Les sociétés Suzhou Durapower Technology Co LTD et Property and Casualty Company Limited Suzhou Branch Compagnie (PICC) font valoir que la décision doit être confirmée en ce qu’elle a déclaré que la communication des documents devait être faite au seul expert judiciaire , que cette décision est conforme au principe du secret des affaires, qu’il a été jugé que l’expertise judiciaire ne peut porter atteinte de manière disproportionnée au secret des affaires, même lorsqu’elle est sollicitée pour préserver des preuves que si Durapower n’est pas en concurrence directe avec les sociétés EMC ou Emitech, ce n’est pas le cas de [Localité 22] Industrie ce qui justifie une grande prudence.
*
* *
Si l’ordonnance entreprise fait état d’un accord des parties à l’audience sur la communication au seul expert du dossier technique de la batterie, il est établi par les mentions de l’ordonnance qu’une note en délibéré a été adressée au juge sur une communication de ce dossier élargie aux experts techniques des parties, ladite note étant été déclarée recevable et que le juge a statué sur cette communication en la rejetant non pas au motif de l’accord intervenu mais en opportunité.

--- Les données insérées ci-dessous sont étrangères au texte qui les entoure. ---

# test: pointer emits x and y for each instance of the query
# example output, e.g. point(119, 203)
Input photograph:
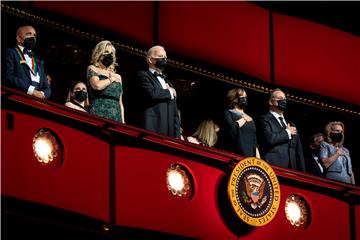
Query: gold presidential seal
point(254, 191)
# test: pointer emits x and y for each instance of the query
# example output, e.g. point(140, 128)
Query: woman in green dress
point(105, 83)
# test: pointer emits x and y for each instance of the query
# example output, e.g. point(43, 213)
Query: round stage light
point(47, 148)
point(297, 211)
point(179, 181)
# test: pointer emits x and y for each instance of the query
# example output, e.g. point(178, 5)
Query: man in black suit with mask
point(23, 70)
point(312, 161)
point(279, 142)
point(158, 97)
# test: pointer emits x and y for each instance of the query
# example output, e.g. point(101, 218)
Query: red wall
point(132, 19)
point(316, 58)
point(81, 184)
point(308, 56)
point(230, 34)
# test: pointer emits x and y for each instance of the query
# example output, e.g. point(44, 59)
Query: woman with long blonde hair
point(206, 134)
point(105, 83)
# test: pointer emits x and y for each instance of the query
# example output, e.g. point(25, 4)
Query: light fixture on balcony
point(179, 181)
point(47, 148)
point(297, 211)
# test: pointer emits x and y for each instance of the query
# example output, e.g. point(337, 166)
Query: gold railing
point(178, 64)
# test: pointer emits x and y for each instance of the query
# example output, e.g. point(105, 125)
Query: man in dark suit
point(158, 97)
point(279, 142)
point(312, 162)
point(23, 70)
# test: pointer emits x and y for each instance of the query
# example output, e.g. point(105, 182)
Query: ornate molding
point(178, 64)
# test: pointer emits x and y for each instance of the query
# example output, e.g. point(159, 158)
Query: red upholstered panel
point(316, 58)
point(231, 34)
point(81, 184)
point(133, 19)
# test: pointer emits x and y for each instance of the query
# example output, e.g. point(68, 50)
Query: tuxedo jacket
point(17, 73)
point(276, 147)
point(159, 111)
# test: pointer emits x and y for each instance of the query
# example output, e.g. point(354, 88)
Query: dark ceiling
point(342, 15)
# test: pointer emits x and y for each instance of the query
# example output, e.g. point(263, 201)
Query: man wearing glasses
point(158, 97)
point(279, 141)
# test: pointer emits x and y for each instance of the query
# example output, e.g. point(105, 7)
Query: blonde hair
point(232, 98)
point(206, 132)
point(70, 98)
point(99, 51)
point(328, 129)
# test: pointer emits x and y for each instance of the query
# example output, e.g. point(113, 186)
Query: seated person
point(206, 134)
point(77, 97)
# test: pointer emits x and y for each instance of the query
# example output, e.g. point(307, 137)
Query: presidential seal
point(254, 191)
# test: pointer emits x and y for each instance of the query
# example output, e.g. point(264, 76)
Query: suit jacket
point(159, 111)
point(276, 147)
point(312, 167)
point(239, 140)
point(17, 73)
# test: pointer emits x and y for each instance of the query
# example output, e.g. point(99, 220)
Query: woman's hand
point(114, 77)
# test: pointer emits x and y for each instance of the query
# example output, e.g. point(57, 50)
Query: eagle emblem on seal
point(254, 194)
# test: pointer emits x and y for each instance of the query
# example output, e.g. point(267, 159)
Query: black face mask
point(29, 43)
point(80, 96)
point(242, 102)
point(316, 150)
point(336, 137)
point(282, 105)
point(107, 60)
point(161, 63)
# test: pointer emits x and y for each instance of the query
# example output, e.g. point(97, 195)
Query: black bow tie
point(28, 52)
point(159, 75)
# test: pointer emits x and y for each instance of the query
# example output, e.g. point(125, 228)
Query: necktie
point(282, 122)
point(27, 52)
point(160, 75)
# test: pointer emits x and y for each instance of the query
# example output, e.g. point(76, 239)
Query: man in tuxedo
point(159, 108)
point(278, 139)
point(23, 70)
point(312, 162)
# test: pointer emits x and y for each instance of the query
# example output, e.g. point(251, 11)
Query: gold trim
point(177, 64)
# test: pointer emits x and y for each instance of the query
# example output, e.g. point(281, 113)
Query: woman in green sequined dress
point(106, 85)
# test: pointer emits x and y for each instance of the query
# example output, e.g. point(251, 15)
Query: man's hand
point(39, 94)
point(292, 130)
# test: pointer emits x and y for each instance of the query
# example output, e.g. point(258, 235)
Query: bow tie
point(159, 75)
point(28, 52)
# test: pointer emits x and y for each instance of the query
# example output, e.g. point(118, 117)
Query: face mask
point(336, 137)
point(80, 96)
point(161, 63)
point(316, 150)
point(282, 105)
point(107, 60)
point(29, 43)
point(242, 102)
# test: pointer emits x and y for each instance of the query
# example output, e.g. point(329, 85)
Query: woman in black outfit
point(239, 128)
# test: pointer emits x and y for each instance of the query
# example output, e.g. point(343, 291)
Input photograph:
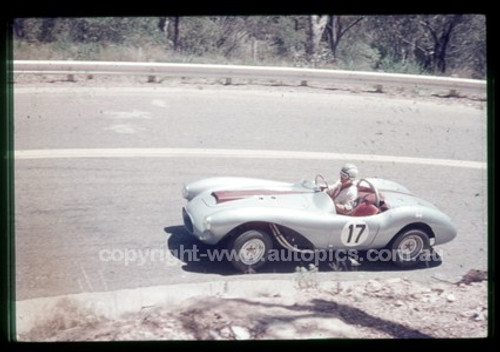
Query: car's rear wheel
point(409, 247)
point(249, 250)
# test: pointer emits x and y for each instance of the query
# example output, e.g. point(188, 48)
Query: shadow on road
point(201, 258)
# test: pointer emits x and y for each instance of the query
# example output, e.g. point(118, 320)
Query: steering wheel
point(375, 191)
point(319, 178)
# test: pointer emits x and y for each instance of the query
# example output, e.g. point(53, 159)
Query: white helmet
point(349, 171)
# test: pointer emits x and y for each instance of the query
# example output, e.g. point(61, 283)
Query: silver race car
point(250, 218)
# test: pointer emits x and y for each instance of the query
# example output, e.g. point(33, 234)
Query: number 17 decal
point(354, 233)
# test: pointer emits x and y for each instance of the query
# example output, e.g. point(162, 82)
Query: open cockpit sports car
point(249, 217)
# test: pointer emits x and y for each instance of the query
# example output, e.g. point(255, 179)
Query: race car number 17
point(354, 233)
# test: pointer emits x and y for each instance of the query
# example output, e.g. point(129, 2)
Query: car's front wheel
point(409, 247)
point(249, 250)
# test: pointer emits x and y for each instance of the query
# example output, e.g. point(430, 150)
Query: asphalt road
point(103, 223)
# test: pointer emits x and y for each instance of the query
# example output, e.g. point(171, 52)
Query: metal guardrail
point(335, 78)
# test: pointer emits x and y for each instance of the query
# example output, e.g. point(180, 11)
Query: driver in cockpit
point(345, 191)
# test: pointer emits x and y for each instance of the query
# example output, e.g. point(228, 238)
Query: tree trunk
point(316, 27)
point(176, 33)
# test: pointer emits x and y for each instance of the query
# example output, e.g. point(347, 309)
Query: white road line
point(234, 153)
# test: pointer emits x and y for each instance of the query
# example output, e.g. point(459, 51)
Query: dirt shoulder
point(392, 308)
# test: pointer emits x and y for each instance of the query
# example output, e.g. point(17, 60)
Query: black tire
point(409, 247)
point(249, 250)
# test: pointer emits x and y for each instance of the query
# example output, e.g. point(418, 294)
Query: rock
point(373, 286)
point(451, 298)
point(241, 333)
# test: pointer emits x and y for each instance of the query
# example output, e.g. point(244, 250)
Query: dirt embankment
point(393, 308)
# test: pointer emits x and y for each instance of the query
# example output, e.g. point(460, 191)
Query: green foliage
point(438, 44)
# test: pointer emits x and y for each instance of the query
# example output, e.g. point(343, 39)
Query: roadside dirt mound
point(393, 308)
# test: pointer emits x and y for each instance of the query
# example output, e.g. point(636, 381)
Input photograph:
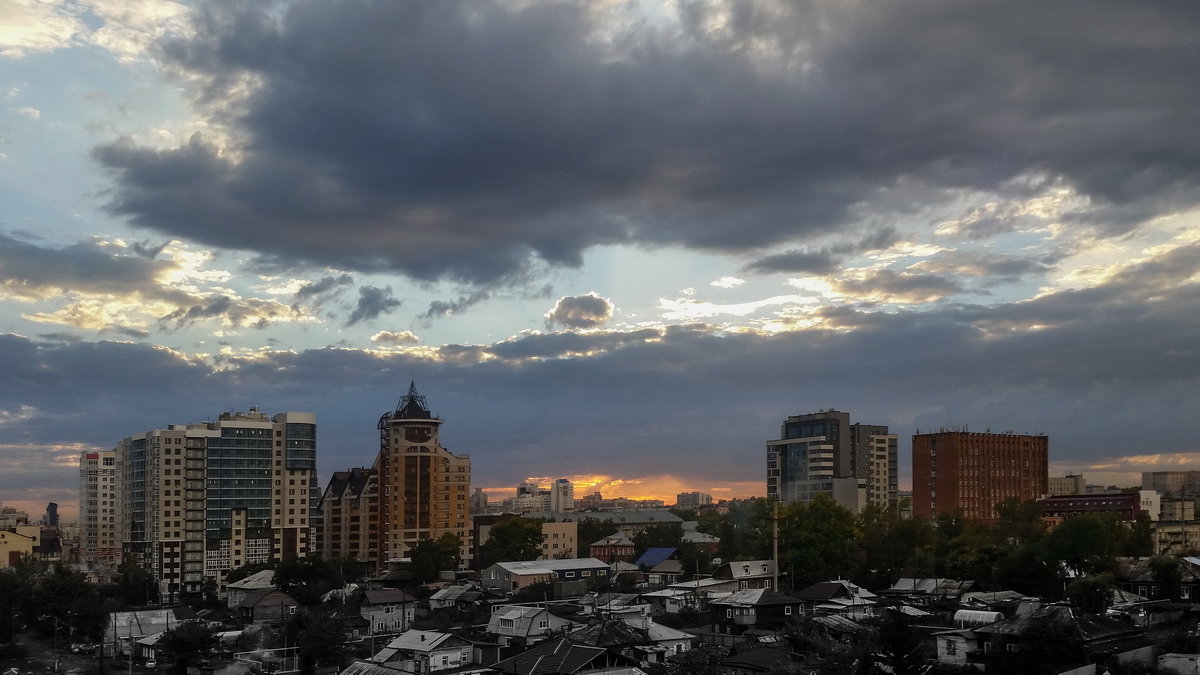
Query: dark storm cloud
point(372, 303)
point(652, 401)
point(580, 311)
point(463, 141)
point(323, 285)
point(439, 309)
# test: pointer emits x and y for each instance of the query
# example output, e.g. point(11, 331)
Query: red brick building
point(973, 472)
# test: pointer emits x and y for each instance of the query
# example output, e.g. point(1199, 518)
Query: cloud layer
point(463, 142)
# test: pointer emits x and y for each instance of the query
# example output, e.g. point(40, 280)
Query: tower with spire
point(425, 488)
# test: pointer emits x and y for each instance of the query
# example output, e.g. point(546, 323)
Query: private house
point(267, 605)
point(517, 574)
point(126, 627)
point(1078, 639)
point(612, 548)
point(748, 573)
point(388, 610)
point(425, 651)
point(461, 596)
point(564, 656)
point(763, 609)
point(527, 623)
point(838, 597)
point(237, 591)
point(927, 591)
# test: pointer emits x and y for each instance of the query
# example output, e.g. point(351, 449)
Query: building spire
point(413, 404)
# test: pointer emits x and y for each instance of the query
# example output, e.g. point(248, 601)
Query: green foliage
point(187, 644)
point(516, 538)
point(899, 649)
point(819, 541)
point(429, 557)
point(589, 531)
point(658, 536)
point(321, 639)
point(309, 578)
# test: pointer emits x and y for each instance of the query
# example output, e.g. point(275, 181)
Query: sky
point(616, 242)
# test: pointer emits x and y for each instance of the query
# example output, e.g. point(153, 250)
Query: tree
point(187, 643)
point(589, 531)
point(321, 639)
point(429, 557)
point(899, 651)
point(819, 541)
point(516, 538)
point(658, 536)
point(1092, 592)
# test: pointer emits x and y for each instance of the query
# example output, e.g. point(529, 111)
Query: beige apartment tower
point(424, 487)
point(199, 500)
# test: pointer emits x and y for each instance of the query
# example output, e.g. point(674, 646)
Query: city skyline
point(611, 242)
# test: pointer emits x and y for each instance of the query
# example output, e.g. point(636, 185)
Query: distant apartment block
point(415, 489)
point(958, 470)
point(198, 500)
point(823, 453)
point(693, 500)
point(1069, 484)
point(100, 543)
point(1173, 483)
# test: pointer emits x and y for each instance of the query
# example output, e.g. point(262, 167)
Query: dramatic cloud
point(580, 311)
point(394, 338)
point(439, 309)
point(395, 136)
point(372, 303)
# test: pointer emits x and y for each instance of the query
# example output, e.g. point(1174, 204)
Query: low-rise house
point(388, 610)
point(612, 548)
point(425, 651)
point(925, 591)
point(1065, 637)
point(838, 597)
point(460, 596)
point(748, 573)
point(954, 647)
point(527, 623)
point(267, 605)
point(517, 574)
point(237, 591)
point(562, 656)
point(126, 627)
point(763, 609)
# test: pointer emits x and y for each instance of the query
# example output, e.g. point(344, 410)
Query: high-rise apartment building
point(199, 500)
point(100, 544)
point(415, 489)
point(562, 495)
point(957, 470)
point(823, 453)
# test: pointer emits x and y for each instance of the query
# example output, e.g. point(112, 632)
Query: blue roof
point(654, 556)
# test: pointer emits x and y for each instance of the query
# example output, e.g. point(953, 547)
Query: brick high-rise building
point(199, 500)
point(973, 472)
point(415, 489)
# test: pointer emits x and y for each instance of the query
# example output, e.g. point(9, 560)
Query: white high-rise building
point(100, 544)
point(562, 495)
point(198, 500)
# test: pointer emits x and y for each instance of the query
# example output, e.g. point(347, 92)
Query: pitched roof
point(654, 556)
point(257, 580)
point(556, 657)
point(387, 596)
point(833, 590)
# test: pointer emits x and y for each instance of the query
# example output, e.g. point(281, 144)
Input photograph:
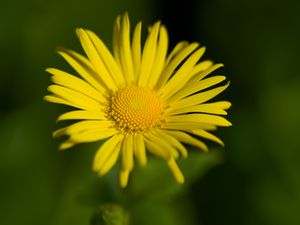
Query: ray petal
point(127, 152)
point(82, 115)
point(174, 63)
point(181, 77)
point(198, 98)
point(186, 138)
point(148, 56)
point(162, 145)
point(108, 59)
point(74, 97)
point(105, 151)
point(196, 87)
point(172, 141)
point(200, 118)
point(83, 67)
point(175, 170)
point(95, 59)
point(160, 57)
point(70, 81)
point(136, 48)
point(125, 49)
point(139, 149)
point(207, 135)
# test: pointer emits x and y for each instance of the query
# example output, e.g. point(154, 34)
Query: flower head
point(140, 99)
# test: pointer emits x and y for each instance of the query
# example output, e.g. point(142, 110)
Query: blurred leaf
point(157, 181)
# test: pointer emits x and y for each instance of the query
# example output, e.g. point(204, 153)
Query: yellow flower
point(139, 99)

La demande présentée en appel d’infirmation sur ce point est donc recevable.
Le juge des référés qui a ordonné l’expertise a donné notamment pour mission à l’expert judiciaire, de vérifier la conformité du banc climatique B15, des locaux et installations d’EMC et d’une manière générale des essais réalisés par la société Emitech ou EMC ou tout autre intervenant sur place au sein de l’établissement dans les circonstances qu’il s’agissait d’essais sur un prototype de batterie, de vérifier la conformité du prototype testé aux caractéristiques techniques détaillées dans les spécifications techniques d’essai transmises, de décrire précisément les circonstances factuelles de survenance du sinistre, de rechercher la ou les causes de l’incendie, de même que tout évènement ayant concouru à sa survenance et à son éventuelle aggravation et de façon générale de fournir tous les éléments techniques et factuels permettant au Tribunal, éventuellement saisi ultérieurement, de déterminer l’origine technique du sinistre et d’apprécier les responsabilités encourues.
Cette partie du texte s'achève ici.